Mrs. Parr had three housedresses in flowery patterns: a red, a blue, and a yellow, all with a brown background. She wore curlers in the morning, and if she planned to go out in the evening would be wearing them still when Willow came back at six. With them out, her hair looked like two rows of greasy sausages, and reminded Willow horribly of their owner's cooking.

Till now Willow had been the only billetee, succeeding a Miss Mason, who had gone back south. Willow had realized from the first day that it wasn't going to be easy.

The piano, for instance. The piano took pride of place in the small front room:

“You'll not touch that?” Mrs. Parr had said, the day she arrived.

“I can't actually play the piano,” Willow had explained.

“I just want it clear between us at the start. If folk
play
it, there's anything might happen to a piano. It does it no good, having its keys struck.”

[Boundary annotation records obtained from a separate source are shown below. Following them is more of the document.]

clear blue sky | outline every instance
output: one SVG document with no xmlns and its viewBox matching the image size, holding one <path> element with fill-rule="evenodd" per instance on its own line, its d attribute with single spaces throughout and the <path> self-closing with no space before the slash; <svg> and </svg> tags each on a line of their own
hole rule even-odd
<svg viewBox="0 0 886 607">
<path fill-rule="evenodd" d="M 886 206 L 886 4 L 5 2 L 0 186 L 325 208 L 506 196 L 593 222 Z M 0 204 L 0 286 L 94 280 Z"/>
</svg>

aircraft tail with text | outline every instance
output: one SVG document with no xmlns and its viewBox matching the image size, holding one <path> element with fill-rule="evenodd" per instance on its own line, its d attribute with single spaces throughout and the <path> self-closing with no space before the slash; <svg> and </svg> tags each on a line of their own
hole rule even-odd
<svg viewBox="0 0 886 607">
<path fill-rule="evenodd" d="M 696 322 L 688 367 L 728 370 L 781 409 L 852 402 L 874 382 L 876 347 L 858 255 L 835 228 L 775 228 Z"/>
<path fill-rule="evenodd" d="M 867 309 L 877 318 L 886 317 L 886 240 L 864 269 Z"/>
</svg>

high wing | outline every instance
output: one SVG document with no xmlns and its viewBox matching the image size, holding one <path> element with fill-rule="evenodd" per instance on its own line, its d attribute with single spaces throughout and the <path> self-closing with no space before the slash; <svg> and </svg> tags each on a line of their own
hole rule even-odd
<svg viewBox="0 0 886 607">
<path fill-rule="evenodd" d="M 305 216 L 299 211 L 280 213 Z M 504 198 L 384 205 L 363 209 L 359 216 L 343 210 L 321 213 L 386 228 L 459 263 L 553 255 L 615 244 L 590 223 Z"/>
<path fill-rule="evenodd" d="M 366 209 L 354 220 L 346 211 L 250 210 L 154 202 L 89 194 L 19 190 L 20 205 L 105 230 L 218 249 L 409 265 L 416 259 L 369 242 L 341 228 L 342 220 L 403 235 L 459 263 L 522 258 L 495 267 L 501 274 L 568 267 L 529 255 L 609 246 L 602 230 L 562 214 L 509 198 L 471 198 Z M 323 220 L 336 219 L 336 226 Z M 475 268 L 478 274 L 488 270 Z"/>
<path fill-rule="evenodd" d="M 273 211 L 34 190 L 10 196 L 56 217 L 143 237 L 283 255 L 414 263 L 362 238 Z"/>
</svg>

May 1943. Two years and two months since the Café de Paris. She thought she must be over it by now, but was not sure. It didn't seem like it when the dreams came, the nightmares. It was as if the two terrible times in her life had been joined together and made one. She was back in the eerie half-light, in the Café de P. Her legs buckled under her. She was rooted then.
She could not move.
She was looking for her Gerry—she was looking for her mother. If she could
move,
then she'd be able to rescue her. Only Willow could save her. “Fm coming,” she would try to call out. “Don't worry,
I'll save you.”
But just as she couldn't walk, neither could she talk.